China has published a set of draft regulations to govern the use of generative artificial intelligence technologies like ChatGPT and image generators such as MidJourney. The rules place greater responsibility for accuracy on the developer of the AI model than similar rules proposed in the EU, US or the UK. One expert told Tech Monitor the rules are more about ensuring state control than protecting users.
Published by the Cyberspace Administration of China (CAC), the draft measures set out ground rules for the use of generative AI and the content they can and cannot generate. This includes ensuring any output aligns with the “core values of socialism” and does not subvert state power.
Chinese companies responded quickly following the surprising success of OpenAI’s large language model-based natural language tool ChatGPT, which was released in November 2022. Alibaba, Tencent, Baidu and others have all announced plans to open access to their own large language models and incorporate chat technology into their own apps.
The Chinese government has also shown an interest in generative AI, declaring a need for it to be at the heart of the country’s economy. Officials from the Science and Technology Ministry said it attaches “great importance” to development of AI and that it “has wide application potential in many industries”.
Western-built AI tools like ChatGPT are banned in China, leading to a flurry of home-grown alternatives but the new rules are designed to ensure what comes out of the tools reflects the views and position of the communist party.
China’s algorithmic transparency rules
This isn’t the first time CAC has published guidelines for the use of AI or algorithms. The regulator has previously placed a requirement on social media companies to publish details of their algorithms, including how they make decisions on what videos to show or products to recommend.
These new rules place the burden on the developer or provider of the AI model rather than the end user. It includes ensuring any data used to train the model doesn’t discriminate against ethnicity, race or gender and that it does not produce false information.
Any new generative AI product will also need to go through a security assessment and publish the same transparency information for the algorithm as seen in social media services. There is also no difference in the level of safety and security requirements between direct-to-consumer and direct-to-enterprise tools.
Moderation rules in the guidelines place a requirement on providers to ensure content is consistent with “social order and societal morals”, doesn’t endanger national security, avoids discrimination, is accurate and “respects intellectual property”.
The assessment provisions govern internet services including public forums, streaming and search. Service providers have to self-assess or engage a third-party agency where they look for verification of real identities of users, how personal information is protected and content is reviewed internally.
Data submitted into the system by end users has to be protected, as well as activity logs and providers aren’t allowed to use that data for user profiling or sharing information with third parties. CAC says end users can report a provider to them if content being generated doesn’t comply with the draft measures.
This opens that provider up to a series of potential penalties under the Personal Information Protection Law, Cybersecurity Law and Data Security Law.

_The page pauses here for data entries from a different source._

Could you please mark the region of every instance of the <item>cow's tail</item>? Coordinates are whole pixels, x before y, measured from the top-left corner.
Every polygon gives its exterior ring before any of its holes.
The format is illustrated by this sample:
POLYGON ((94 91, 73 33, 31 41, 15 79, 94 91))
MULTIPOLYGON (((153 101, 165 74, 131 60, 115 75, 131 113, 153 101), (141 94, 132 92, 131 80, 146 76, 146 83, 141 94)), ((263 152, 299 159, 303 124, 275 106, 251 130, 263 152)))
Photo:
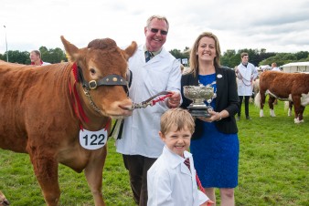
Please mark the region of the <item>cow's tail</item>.
POLYGON ((255 107, 261 108, 261 94, 260 94, 260 91, 258 92, 258 94, 256 94, 256 96, 254 98, 254 105, 255 105, 255 107))

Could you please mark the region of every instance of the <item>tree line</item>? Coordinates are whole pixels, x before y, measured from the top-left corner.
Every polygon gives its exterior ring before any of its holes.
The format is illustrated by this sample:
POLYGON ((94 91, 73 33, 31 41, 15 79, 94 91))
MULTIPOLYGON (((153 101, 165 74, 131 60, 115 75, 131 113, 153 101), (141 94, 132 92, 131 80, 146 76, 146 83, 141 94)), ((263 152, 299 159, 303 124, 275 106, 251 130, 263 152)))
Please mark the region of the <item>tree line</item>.
MULTIPOLYGON (((46 46, 40 46, 38 50, 41 52, 42 60, 45 62, 55 64, 62 61, 68 61, 65 51, 59 47, 48 49, 46 46)), ((183 51, 180 51, 179 49, 172 49, 169 52, 176 58, 189 59, 189 47, 186 47, 183 51)), ((240 63, 240 54, 242 52, 247 52, 249 54, 249 62, 252 63, 256 67, 272 65, 272 62, 276 62, 278 67, 280 67, 291 62, 309 61, 308 51, 300 51, 296 53, 275 53, 266 52, 266 49, 264 48, 244 48, 238 51, 235 49, 229 49, 224 52, 220 57, 221 65, 234 68, 235 66, 238 66, 240 63)), ((9 62, 30 65, 30 53, 27 51, 21 52, 18 50, 9 50, 7 51, 7 55, 9 62)), ((6 61, 6 52, 5 54, 0 54, 0 59, 6 61)))

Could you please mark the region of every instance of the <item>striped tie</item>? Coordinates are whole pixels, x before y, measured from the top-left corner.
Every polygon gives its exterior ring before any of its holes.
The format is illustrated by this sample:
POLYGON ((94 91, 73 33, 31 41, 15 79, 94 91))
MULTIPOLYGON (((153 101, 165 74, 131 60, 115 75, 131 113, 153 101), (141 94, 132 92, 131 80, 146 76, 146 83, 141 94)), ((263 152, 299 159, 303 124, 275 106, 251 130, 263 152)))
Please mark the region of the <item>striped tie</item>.
POLYGON ((189 170, 190 170, 190 160, 188 158, 185 160, 184 163, 189 169, 189 170))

This could include fines, having their service suspended and criminal investigations against the executives. If the tools do generative content that goes against the guidelines then companies are given three months to update the model, retrain data and ensure it doesn’t happen again. Failing to do so could open them up to having their services removed. and large, but unspecified fines.
China AI rules: financial penalties can be incurred
Louisa Chambers, Partner at law company Travers Smith told Tech Monitor the new regulations have some similar foundations to those elsewhere in the world, in that there are concerns around the increasing proliferation and sophistication of AI. “For example, we are all concerned that, if not used with safeguards and checks, AI can entrench and legitimise bias and discrimination – and all the draft legislation that we are starting to see published worldwide seeks to address this,” she says.
Chambers says the other similarity is in the need for transparency as all governments want some degree of openness from business over how they use AI and how it is being trained, but the approach in China is different to that of the UK and the EU.
“The EU draft AI Act and the UK’s recent white paper both show a desire to use AI to support innovation whilst at the same time protecting individuals from unfair or unduly invasive AI processes. By comparison, the focus set out in the recent draft measures in China is to ensure that generative AI does not create content which is inaccurate, or which is inconsistent with social order,” Chambers adds
However, Lillian Edwards, professor of law, innovation and society at Newcastle University believes the policy is about control. She says China is interested in reining in its private tech industry over “well-founded fears” it could outstrip the capacity of the state to control and monitor citizens.
“This legislation echoes previous laws such as the one on recommender algorithms in naming vague social goals that providers must comply with on pain of penalties,” Edwards says. “These goals are clearly not fully operationable; but there have already been enforcement actions under the recommendation algorithms laws so they are not to be disregarded either.”
The West and China have different approaches, where China wants to shackle its tech industry “the West is largely scared” of doing the same, Edwards argues. “At least the EU is protecting the fundamental rights of citizens,” she says. “In China, arguably neither of these motivations apply and the main aim is to protect state power.”